Al día siguiente, llegó a la sala de audiencias vestido como un príncipe. Terminada la jornada, Al-Salim invitó de nuevo al joven ayudante. “Observo con placer el estilo que tienes de escoger tus vestidos”, sonrió el Cadí a su invitado. “Me he esmerado para estar a la altura de tu noble morada. Quiero agradarte y evitar que puedas sentirte incómodo con la visión de mis paupérrimas ropas”. La contestación desconcertó al Cadí que no prestaba atención a la ostentación. Sin embargo, Al-Salim no pudo olvidar jamás el colofón de aquella velada. Abi Amir recitó el poema de Hatim Al-Ta y con exquisito ingenio y gracia le comparó con el legendario héroe de la generosidad y la hospitalidad. “Oh, Al-Salim, Hatim desde niño para comer tenía que compartir su mesa con otros niños. Tú lo has hecho conmigo del mismo modo.
¡Que Dios te conceda el Paraíso con la misma generosidad y hospitalidad que has derrochado con mi humilde persona!”. Al recordar aquella frase creyó sentir un flujo de sangre a sus mejillas y miró en derredor. Nadie se fijaba en él, todos los ojos estaban puestos en Abi Amir. «Quise hallar un magnífico secretario y me encontré un genuino cortesano. Un hombre predestinado a grandes empresas».
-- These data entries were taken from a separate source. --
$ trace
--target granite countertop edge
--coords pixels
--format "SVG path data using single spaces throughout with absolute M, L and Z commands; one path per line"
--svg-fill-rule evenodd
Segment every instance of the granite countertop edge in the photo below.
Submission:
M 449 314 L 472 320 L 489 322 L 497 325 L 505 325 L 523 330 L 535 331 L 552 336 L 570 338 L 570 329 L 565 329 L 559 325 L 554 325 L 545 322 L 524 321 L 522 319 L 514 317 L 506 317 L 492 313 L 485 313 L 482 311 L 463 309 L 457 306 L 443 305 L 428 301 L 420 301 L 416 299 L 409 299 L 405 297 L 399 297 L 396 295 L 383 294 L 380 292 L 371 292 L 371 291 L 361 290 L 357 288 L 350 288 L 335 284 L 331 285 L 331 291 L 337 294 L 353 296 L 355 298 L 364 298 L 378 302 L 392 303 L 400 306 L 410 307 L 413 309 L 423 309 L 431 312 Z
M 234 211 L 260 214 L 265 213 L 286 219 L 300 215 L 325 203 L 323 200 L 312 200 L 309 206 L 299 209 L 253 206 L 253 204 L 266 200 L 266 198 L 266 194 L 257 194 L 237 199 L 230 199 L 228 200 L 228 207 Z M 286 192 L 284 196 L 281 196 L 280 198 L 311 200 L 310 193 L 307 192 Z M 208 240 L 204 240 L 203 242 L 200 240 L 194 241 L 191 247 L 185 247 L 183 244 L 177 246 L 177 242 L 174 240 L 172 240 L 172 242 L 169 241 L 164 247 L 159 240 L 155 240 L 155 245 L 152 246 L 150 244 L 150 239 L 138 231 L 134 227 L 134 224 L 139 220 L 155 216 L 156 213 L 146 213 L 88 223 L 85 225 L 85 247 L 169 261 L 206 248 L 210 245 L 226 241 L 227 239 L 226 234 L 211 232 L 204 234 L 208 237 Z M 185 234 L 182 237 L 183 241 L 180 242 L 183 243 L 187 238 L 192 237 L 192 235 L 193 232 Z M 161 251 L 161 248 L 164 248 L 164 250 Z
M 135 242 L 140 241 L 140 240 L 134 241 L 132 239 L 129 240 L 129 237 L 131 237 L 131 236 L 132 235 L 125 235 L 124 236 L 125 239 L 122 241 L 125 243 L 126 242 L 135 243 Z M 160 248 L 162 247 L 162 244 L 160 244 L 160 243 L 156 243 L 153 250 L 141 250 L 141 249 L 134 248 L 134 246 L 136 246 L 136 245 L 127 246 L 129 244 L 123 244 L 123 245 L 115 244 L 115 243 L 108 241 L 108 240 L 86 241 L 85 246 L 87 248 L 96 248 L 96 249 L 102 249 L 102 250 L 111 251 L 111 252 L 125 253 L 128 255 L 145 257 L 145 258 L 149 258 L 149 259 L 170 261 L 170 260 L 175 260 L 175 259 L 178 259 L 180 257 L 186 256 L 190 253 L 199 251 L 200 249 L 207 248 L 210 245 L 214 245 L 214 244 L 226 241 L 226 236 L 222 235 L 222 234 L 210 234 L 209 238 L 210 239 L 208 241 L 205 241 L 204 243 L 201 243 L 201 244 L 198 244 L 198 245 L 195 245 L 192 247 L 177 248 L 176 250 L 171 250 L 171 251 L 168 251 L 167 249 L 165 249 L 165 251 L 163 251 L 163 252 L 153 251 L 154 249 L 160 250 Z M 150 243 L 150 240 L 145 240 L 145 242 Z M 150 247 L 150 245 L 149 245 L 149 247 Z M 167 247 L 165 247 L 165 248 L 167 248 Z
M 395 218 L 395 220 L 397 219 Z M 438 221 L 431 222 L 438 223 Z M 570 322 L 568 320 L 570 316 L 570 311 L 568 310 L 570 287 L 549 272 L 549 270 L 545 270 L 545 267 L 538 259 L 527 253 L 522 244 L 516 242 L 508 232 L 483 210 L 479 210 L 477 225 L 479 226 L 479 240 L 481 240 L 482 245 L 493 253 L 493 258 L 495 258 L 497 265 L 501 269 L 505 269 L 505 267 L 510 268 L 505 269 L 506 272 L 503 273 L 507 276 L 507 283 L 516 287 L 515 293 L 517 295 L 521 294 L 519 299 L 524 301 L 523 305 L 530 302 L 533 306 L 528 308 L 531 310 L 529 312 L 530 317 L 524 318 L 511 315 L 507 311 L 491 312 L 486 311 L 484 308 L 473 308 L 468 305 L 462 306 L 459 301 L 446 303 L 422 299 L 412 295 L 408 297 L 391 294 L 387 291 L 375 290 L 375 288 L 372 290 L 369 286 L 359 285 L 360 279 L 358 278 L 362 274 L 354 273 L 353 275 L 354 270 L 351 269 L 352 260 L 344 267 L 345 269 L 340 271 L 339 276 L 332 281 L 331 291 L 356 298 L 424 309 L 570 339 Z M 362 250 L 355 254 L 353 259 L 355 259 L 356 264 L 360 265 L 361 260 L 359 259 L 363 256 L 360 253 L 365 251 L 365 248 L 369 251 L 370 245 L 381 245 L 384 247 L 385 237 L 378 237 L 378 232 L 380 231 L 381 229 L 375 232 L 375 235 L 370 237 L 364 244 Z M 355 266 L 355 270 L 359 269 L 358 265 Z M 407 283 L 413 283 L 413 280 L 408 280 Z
—El Cadí no te ha perdido la afición —susurró Hudayr malicioso y socarrón al oído de su amigo.
—¡Qué dices insensato! Se deshizo de mí en cuanto se le presentó la oportunidad —dijo Abi Amir con una expresión indefinida.
—Pues te hizo un inmenso favor. Ascendiste en la corte con la velocidad de un caballo árabe de pura sangre —replicó Hudayr.
—Me recomendó al Hachib para ocupar el puesto que el Califa había creado de administrador de los bienes de su primogénito ¡Que Dios le haya acogido! Si Subh se hubiera decidido por otro de los candidatos, me hubiera visto de nuevo en la Puerta de la Justicia redactando cartas por encargo —se lamentó Abi Amir sin convicción y recordó los primeros tiempos en palacio, cómo se ganó la confianza de la Princesa Madre, la muerte del pequeño Abd Al-Rahman a la edad de seis años, el disgusto del Califa, el nacimiento de Hisham y cómo le renovaron en el cargo y se lo ampliaron a la administración de los bienes personales de Subh.
—Al-Salim estuvo al tanto para que eso no ocurriera. Habló con anterioridad con la Princesa Madre y te preparó el camino. El Cadí te ha apreciado siempre —respondió Hudayr que conocía los motivos por los cuales el Cadí le recomendó para el cargo.